Après sa défaite durant la dernière bataille de Saturne, Siamois avait compris qu'il avait besoin d'innovations technologiques pour garder sa supériorité. Sans égaler technologiquement les Titaniens, il fallait au moins être capable de contrer leurs armes les plus léthales. Mais la Lune ne disposait pas de scientifiques capables de travailler sur ce type de projet. Siamois avait alors consulté les banques de données qui renfermaient des informations exhaustives sur les colons des différentes planètes, pour sélectionner ceux ayant des compétences pouvant être utiles dans le domaine de la création d'armes et de vaisseaux de guerre innovants.

Les Mercuriens étaient particulièrement doués pour la mécanique et la robotique. Une dizaine d'entre eux étaient en cours d'acheminement vers la Lune. Mars avait peu de ressources scientifiques et plusieurs des chercheurs possédant des compétences intéressantes étaient morts récemment. Seuls cinq Martiens avaient été rapatriés. Vénus, elle, était mieux pourvue en scientifiques. Vingt-sept d'entre eux avaient été sélectionnés pour participer à ce projet. Les Vénusiens avaient tout d'abord refusé.Il avait fallu leur expliquer qu'ils n'avaient pas le choix et venir avec une flotte de guerre pour être sûr d'être bien compris.

Mei Pong faisait bien sûr parti des élus. Elle passait sa dernière soirée en famille, dans le petit appartement au sol transparent qu'elle aimait tant. Ils avaient essayé de faire un repas de fête, Orion Gartner avait pu ramener de superbes tomates des serres de la cité volante. Cependant aucun d'entre eux ne parvenait à faire la fête. Après le repas, les trois enfants rechignèrent à aller se coucher de peur de ne pas se réveiller à temps pour voir une dernière fois leur mère. Elle avait beau leur expliquer qu'avec les communications laser, ils pourraient se voir tous les jours, les enfants refusaient de se faire berner aussi facilement. Finalement, ils décidèrent de tous dormir ensemble sur le lit pliable du salon, et ce compromis donna satisfaction à chacun.
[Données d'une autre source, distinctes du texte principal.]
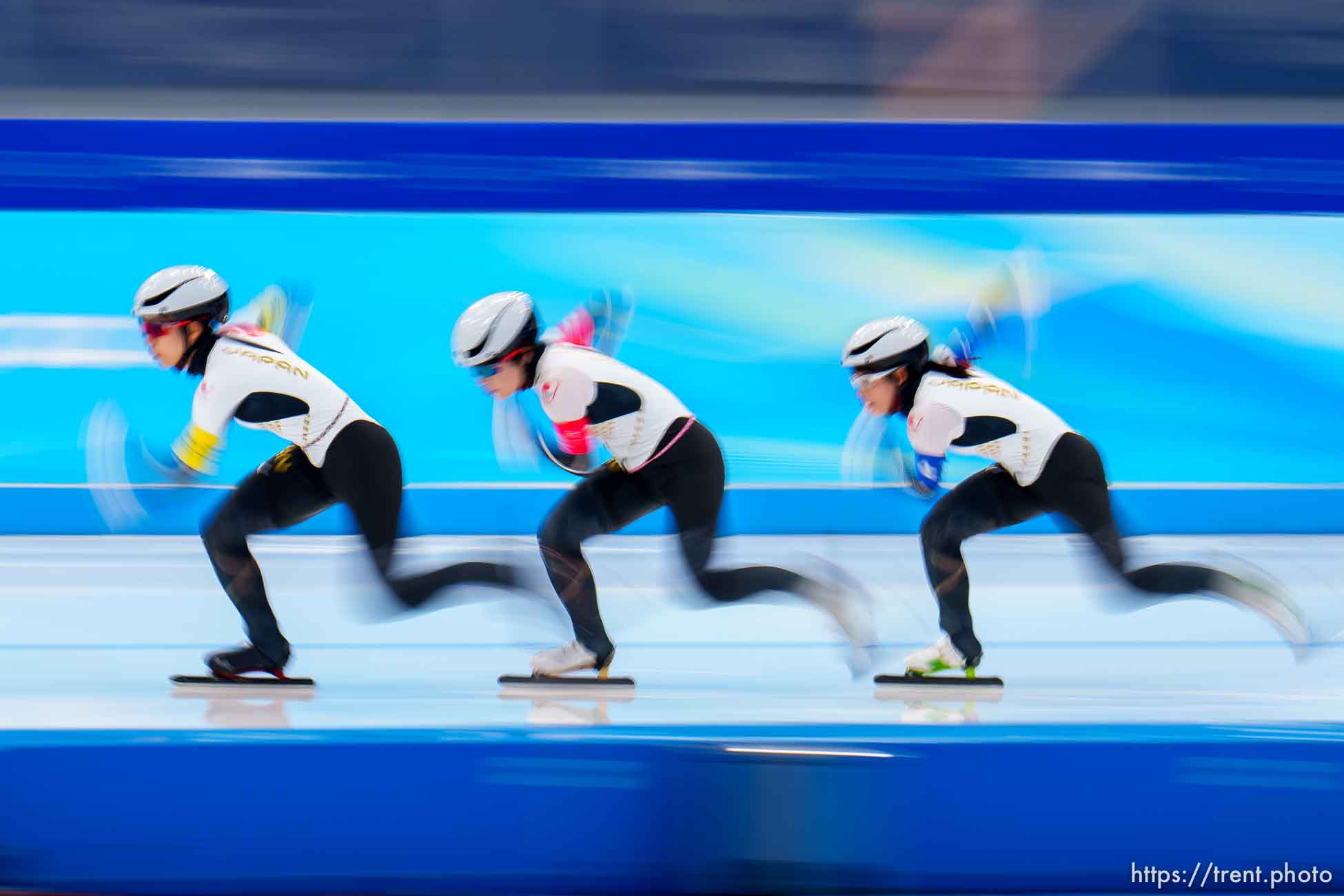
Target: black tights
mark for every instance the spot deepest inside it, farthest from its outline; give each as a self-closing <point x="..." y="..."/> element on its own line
<point x="1073" y="484"/>
<point x="689" y="480"/>
<point x="363" y="471"/>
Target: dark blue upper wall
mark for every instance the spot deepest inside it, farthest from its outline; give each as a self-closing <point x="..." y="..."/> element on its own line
<point x="754" y="167"/>
<point x="840" y="49"/>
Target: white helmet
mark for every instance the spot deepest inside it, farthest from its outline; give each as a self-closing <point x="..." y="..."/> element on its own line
<point x="492" y="328"/>
<point x="182" y="292"/>
<point x="879" y="347"/>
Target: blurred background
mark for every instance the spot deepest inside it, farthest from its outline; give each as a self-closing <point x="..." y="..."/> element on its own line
<point x="1151" y="190"/>
<point x="1021" y="59"/>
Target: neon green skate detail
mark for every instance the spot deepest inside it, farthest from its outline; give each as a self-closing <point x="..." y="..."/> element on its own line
<point x="939" y="665"/>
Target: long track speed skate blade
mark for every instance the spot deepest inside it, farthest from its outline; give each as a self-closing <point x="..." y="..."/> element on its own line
<point x="566" y="682"/>
<point x="946" y="682"/>
<point x="242" y="682"/>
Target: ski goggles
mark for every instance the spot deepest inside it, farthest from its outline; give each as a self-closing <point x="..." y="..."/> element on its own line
<point x="154" y="329"/>
<point x="866" y="376"/>
<point x="485" y="371"/>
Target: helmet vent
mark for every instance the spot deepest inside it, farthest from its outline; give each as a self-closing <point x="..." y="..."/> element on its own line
<point x="155" y="300"/>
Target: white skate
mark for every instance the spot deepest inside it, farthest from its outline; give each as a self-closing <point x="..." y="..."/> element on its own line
<point x="570" y="658"/>
<point x="1273" y="605"/>
<point x="937" y="658"/>
<point x="853" y="613"/>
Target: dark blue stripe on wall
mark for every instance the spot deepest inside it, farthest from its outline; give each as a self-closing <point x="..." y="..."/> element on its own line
<point x="628" y="167"/>
<point x="799" y="511"/>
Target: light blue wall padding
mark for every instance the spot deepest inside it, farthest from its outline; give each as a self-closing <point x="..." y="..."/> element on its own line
<point x="1192" y="349"/>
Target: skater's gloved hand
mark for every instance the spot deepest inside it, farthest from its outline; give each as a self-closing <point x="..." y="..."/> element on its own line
<point x="960" y="351"/>
<point x="150" y="462"/>
<point x="570" y="462"/>
<point x="924" y="474"/>
<point x="611" y="311"/>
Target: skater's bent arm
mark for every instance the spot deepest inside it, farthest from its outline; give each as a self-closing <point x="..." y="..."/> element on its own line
<point x="196" y="449"/>
<point x="566" y="395"/>
<point x="932" y="429"/>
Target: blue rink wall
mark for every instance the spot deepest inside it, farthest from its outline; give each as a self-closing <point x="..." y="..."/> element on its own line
<point x="1187" y="281"/>
<point x="675" y="811"/>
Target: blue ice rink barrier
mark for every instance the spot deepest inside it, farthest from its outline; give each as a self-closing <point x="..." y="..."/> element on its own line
<point x="1182" y="284"/>
<point x="675" y="811"/>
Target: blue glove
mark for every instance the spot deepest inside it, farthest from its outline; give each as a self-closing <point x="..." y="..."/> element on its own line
<point x="612" y="311"/>
<point x="924" y="474"/>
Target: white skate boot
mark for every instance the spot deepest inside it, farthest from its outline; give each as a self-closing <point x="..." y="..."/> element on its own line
<point x="1272" y="602"/>
<point x="570" y="658"/>
<point x="939" y="658"/>
<point x="853" y="613"/>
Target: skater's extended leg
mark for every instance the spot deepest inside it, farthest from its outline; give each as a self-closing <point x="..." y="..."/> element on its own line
<point x="984" y="501"/>
<point x="1075" y="485"/>
<point x="605" y="501"/>
<point x="283" y="492"/>
<point x="690" y="480"/>
<point x="363" y="471"/>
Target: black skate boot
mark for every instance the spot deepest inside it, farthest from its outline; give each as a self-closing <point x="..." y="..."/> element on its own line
<point x="233" y="664"/>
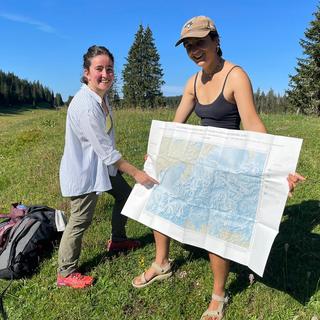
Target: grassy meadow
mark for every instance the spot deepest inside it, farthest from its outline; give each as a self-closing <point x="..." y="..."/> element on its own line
<point x="31" y="145"/>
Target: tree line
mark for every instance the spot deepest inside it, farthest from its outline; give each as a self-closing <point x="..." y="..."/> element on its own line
<point x="16" y="92"/>
<point x="142" y="78"/>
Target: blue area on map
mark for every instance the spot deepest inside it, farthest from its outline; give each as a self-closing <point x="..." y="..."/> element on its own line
<point x="217" y="193"/>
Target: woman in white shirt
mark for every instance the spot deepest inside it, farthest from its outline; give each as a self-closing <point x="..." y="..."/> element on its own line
<point x="91" y="164"/>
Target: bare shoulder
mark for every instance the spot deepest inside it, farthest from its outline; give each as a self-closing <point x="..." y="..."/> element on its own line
<point x="238" y="73"/>
<point x="189" y="87"/>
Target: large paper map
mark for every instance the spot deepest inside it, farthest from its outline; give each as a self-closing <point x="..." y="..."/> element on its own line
<point x="221" y="190"/>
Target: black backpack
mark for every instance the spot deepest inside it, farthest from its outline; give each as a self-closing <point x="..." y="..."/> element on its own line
<point x="28" y="240"/>
<point x="32" y="235"/>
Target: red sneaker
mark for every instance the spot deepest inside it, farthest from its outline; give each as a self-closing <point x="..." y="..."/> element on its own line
<point x="124" y="245"/>
<point x="74" y="280"/>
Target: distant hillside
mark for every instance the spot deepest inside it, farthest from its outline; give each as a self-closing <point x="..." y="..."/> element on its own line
<point x="16" y="92"/>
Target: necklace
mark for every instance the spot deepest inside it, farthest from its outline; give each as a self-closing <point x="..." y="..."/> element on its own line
<point x="217" y="68"/>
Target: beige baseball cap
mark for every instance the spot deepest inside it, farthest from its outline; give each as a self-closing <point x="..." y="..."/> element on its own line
<point x="196" y="27"/>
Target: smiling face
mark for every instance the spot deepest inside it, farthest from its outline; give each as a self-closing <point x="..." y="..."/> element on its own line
<point x="100" y="74"/>
<point x="203" y="51"/>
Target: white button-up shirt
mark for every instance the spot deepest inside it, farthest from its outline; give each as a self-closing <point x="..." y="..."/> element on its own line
<point x="89" y="152"/>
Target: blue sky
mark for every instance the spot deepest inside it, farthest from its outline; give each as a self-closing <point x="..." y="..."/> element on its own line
<point x="45" y="39"/>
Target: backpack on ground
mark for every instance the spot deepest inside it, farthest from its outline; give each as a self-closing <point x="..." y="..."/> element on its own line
<point x="17" y="211"/>
<point x="29" y="239"/>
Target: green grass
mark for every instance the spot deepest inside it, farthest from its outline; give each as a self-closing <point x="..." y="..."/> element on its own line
<point x="31" y="145"/>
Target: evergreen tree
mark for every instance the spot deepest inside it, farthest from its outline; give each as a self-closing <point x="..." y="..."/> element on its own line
<point x="113" y="94"/>
<point x="142" y="74"/>
<point x="58" y="102"/>
<point x="304" y="94"/>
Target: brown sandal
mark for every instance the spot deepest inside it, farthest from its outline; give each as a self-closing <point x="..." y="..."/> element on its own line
<point x="162" y="274"/>
<point x="218" y="313"/>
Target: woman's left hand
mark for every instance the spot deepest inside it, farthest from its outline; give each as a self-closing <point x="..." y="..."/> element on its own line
<point x="293" y="180"/>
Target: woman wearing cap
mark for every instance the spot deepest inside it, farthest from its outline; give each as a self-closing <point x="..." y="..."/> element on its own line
<point x="221" y="95"/>
<point x="90" y="165"/>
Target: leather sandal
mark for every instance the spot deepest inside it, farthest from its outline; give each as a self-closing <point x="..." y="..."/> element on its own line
<point x="218" y="313"/>
<point x="162" y="274"/>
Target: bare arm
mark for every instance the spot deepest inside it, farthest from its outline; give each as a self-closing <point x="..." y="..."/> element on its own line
<point x="243" y="95"/>
<point x="186" y="104"/>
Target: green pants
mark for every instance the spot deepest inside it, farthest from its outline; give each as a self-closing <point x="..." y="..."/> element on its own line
<point x="82" y="210"/>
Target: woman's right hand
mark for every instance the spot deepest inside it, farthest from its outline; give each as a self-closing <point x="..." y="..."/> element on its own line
<point x="144" y="179"/>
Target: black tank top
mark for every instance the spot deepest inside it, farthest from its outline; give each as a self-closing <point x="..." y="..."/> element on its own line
<point x="220" y="113"/>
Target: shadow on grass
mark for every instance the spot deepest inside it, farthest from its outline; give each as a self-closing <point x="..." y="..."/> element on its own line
<point x="92" y="263"/>
<point x="294" y="261"/>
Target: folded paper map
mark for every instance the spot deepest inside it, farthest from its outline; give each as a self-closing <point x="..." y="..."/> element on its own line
<point x="222" y="190"/>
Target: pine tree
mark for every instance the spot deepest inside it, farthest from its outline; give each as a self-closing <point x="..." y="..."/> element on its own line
<point x="304" y="94"/>
<point x="142" y="74"/>
<point x="58" y="102"/>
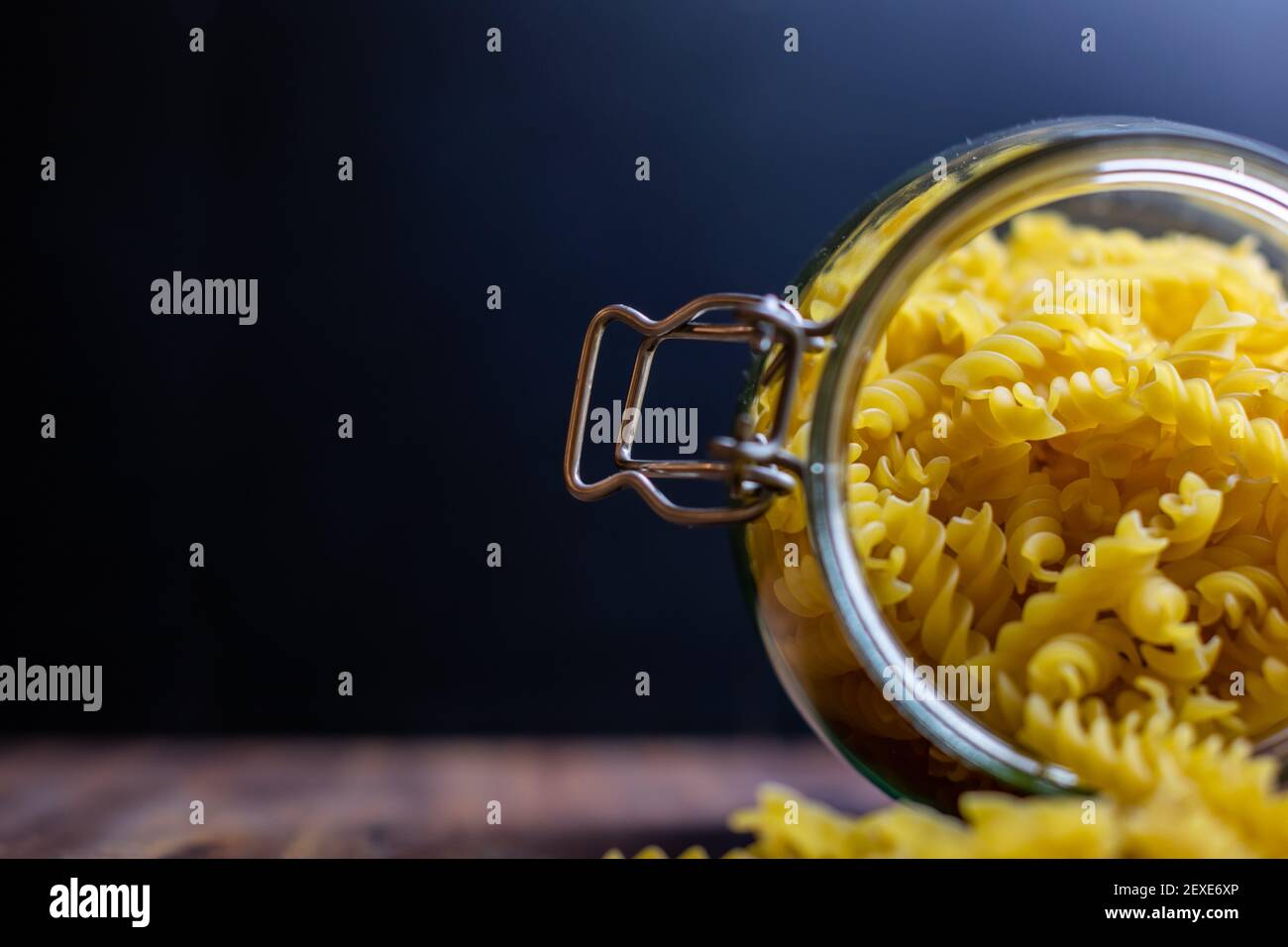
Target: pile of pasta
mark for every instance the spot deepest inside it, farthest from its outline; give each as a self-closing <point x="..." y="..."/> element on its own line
<point x="1087" y="495"/>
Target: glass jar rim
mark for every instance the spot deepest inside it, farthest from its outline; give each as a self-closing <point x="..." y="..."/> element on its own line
<point x="1035" y="165"/>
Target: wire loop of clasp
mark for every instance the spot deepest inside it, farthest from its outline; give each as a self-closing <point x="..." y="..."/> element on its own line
<point x="756" y="466"/>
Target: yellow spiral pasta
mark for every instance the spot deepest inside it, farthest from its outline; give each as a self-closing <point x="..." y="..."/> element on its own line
<point x="1087" y="496"/>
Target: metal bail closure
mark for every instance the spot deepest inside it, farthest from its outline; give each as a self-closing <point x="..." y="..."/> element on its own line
<point x="756" y="467"/>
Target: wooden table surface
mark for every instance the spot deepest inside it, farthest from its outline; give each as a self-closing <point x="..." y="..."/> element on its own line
<point x="394" y="797"/>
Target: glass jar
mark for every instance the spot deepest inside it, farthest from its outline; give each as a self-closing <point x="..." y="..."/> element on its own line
<point x="787" y="463"/>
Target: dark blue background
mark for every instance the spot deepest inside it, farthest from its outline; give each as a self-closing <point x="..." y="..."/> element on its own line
<point x="471" y="170"/>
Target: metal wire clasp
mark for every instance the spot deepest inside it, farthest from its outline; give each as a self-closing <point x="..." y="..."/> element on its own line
<point x="755" y="466"/>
Dès l'aube, après une nuit agitée, Mei se leva sans bruit et sortit de l'appartement, emportant son chagrin et ses affaires, incapable de supporter une autre scène d'adieu. Gagnant une zone portuaire située dans la partie inférieure de la grande ville, elle retrouva plusieurs connaissances qui devaient effectuer le même voyage qu'elle. Tous gardaient le silence, essayant de retenir encore un peu le souvenir de ceux qu'ils laissaient ici. Un petit dirigeable les emmena jusqu'à la ville de Nankin où se trouvait le spacioport. De là, une navette les transporta sur le satellite artificiel en cours de construction pour embarquer à bord d'un Noé spécialement aménagé pour supporter des passagers vivants. Le reste du tribut était déjà chargé, le vaisseau se sépara du connecteur pour rejoindre la flotte qui l'escortait dès qu'ils furent tous montés à bord.

Le trajet vers la Lune fut long, monotone et lugubre. Ils étaient seuls dans la navette, Siamois n'ayant pas jugé utile de leur adjoindre des gardes, ni même un équipage, l'espace étant la meilleure des prisons. Le système de communication laser de la navette n'était pas accessible aux passagers-prisonniers, ils ne purent donc établir aucune communication avec Vénus durant les deux semaines du voyage. Depuis la grande catastrophe, aucun Vénusien n'avait voyagé dans l'espace et l'absence de gravité rendit plusieurs d'entre eux malade. Mei ne fit pas exception. Dès le premier jour, elle eut plusieurs épisodes de vomissements en jet, accompagnés de vertiges ; elle ne pouvait même pas goûter les mets que son compagnon lui avait préparés. Il n'y avait pas de hublot, aucune distraction n'était prévue et l'espace habitable qui leur était destiné était minuscule, obligeant à une promiscuité de tout les instants aggravée par les débris alimentaires qui flottaient librement entre eux.